Let’s come back down to Earth for a moment. In this reality, Lanterns On The Lake’s 2015 album Beings is another such work of art that has begun to feel like a part of me. It was among the first albums I reviewed in the early days of Belwood, one of the first blog discoveries that I fell in love with, and as such it holds a special place in my heart. I was taken by the beauty and the darkness found in its grand yet hazy atmosphere, and all these years later hardly a day goes by when I don’t listen to at least one track from it. However, putting any work of art on a pedestal like that will inevitably lead to you looking at it through rose-tinted glasses. The personal connection makes it difficult to be objective, and it can be hard for something new to live up to the high standard you’ve subconsciously set. So please bear that in mind when I say, without hesitation, that Versions Of Us is the band’s opus. 

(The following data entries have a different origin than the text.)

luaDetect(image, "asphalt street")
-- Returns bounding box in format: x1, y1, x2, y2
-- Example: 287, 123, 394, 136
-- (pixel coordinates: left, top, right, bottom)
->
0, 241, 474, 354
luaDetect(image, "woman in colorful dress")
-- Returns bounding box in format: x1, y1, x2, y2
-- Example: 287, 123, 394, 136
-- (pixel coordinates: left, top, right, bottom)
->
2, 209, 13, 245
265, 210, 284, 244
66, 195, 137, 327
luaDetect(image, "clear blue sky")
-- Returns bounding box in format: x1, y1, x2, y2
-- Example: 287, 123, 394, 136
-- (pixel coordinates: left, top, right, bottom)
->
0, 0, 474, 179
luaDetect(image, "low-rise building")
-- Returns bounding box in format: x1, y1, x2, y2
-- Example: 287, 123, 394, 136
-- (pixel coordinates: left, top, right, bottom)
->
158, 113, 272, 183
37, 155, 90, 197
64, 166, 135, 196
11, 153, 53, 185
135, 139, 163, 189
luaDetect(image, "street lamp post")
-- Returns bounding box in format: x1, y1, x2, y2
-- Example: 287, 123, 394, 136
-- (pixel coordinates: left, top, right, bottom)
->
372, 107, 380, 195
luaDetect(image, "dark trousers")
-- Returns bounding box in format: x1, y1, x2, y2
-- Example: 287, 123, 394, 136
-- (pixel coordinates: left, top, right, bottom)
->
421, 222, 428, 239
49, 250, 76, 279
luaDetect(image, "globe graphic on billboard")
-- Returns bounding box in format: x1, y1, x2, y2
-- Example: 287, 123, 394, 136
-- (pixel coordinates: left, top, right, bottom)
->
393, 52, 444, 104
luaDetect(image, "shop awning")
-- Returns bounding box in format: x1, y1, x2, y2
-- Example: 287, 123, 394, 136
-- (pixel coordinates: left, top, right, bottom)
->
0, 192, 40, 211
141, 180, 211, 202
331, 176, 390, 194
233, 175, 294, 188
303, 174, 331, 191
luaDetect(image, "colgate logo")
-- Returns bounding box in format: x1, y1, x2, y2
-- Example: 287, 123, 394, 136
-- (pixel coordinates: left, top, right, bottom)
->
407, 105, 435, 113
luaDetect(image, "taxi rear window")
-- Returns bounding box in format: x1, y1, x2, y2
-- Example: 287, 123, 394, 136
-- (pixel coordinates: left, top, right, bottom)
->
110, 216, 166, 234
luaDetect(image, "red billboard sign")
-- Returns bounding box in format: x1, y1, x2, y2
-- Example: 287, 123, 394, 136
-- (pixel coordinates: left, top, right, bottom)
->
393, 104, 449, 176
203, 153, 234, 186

This record sees so many aspects of Lanterns’ sound and songwriting finely tuned in small subtle ways, that nonetheless all add up to feel like a big creative leap, and you can hear the difference right from the first track ‘The Likes Of Us’. The sweeping atmospheric walls of sound that I’ve come to associate with the band, while very much still present, here exist alongside fine intricate details without obfuscating them. You can hear the detailed drum work of Radiohead’s Philip Selway, bright piano notes and soaring guitar riffs, and Angela Chan’s resplendent strings, all piercing through a post-rock haze. Beings, and 2020’s Mercury nominated Spook The Herd, felt like a quiet nightscape caged in dense fog, with only the soft glow of the next streetlight to assure you that there’s something more out there. Versions Of Us feels like the last remnants of the night’s fog caught in the morning light; you can clearly make out the landmarks of the surrounding countryside, but the fine veil of mist adorning them adds a sense of mystery and other-worldliness. 

‘Real Life’ delivers one of the band’s most energetic and uplifting offerings, reminding me a little of ‘Through The Cellar Door’, and is one of the clearest examples of Hazel Wilde’s usual gossamer vocals dipping in to a newfound well of drive and passion. ‘Thumb Of War’ is home to some wonderfully expressive bass lines, ‘Vatican’ and ‘The Saboteur’ play with a lilting reverb that borders on surf rock, while closing track ‘Last Transmission’ shows great light and shade between the austere piano arrangement and its dark chaotic climax. Really though, it’s ‘String Theory’ that stands out as the album’s keystone, and as its biggest highlight. At its heart Versions is a break-up album, and it’s on this track that the central running theme is laid bare; somewhere out there is a universe where everything turned out the way you hoped it would.

While the album is home to more conventional expressions of loss and heartache (“Once we were an empire you and I, but where love once reigned it’s all locust skies” on ‘Locust’), for the most part there is a hopeful undercurrent at work. Finding solace in the fact that in another life it all worked out, that maybe it wasn’t all preordained, and there’s a version of you out there that knew better than to make the same mistakes. Occasionally the hope burns even brighter, reflecting on how, if there’s an infinite multiverse out there, maybe this life can become whatever you choose to make it (“I’m going to ride like a knight in the saddle of life, No more watching from the cheap seats, All that I’ve fantasised will be colourised, When my real life starts” on ‘Real Life’). I’m a sucker for inventive songwriting, and this has it in spades. There’s a million break-up albums out there, but this unique framing of how to cope with heartbreak and regret makes for such a refreshing and memorable record. 

Given the departure of drummer Oli Ketteringham, and the fact that the band essentially scrapped the album and started again from scratch, this might be one of a handful of realities where we’re able to experience Versions Of Us in this shape and form. While there’s much I’d change about the world around me, that’s one thing I’m certainly thankful for. Do I love this album because the multiversal message resonated with me, because of a lingering love for past records, or because it’s simply an extraordinary example of a band operating at their very best? Yes to all three. If there truly are many different alternate worlds out there, I can only hope there’s at least one where Lanterns On The Lake receive the acclaim they so richly deserve.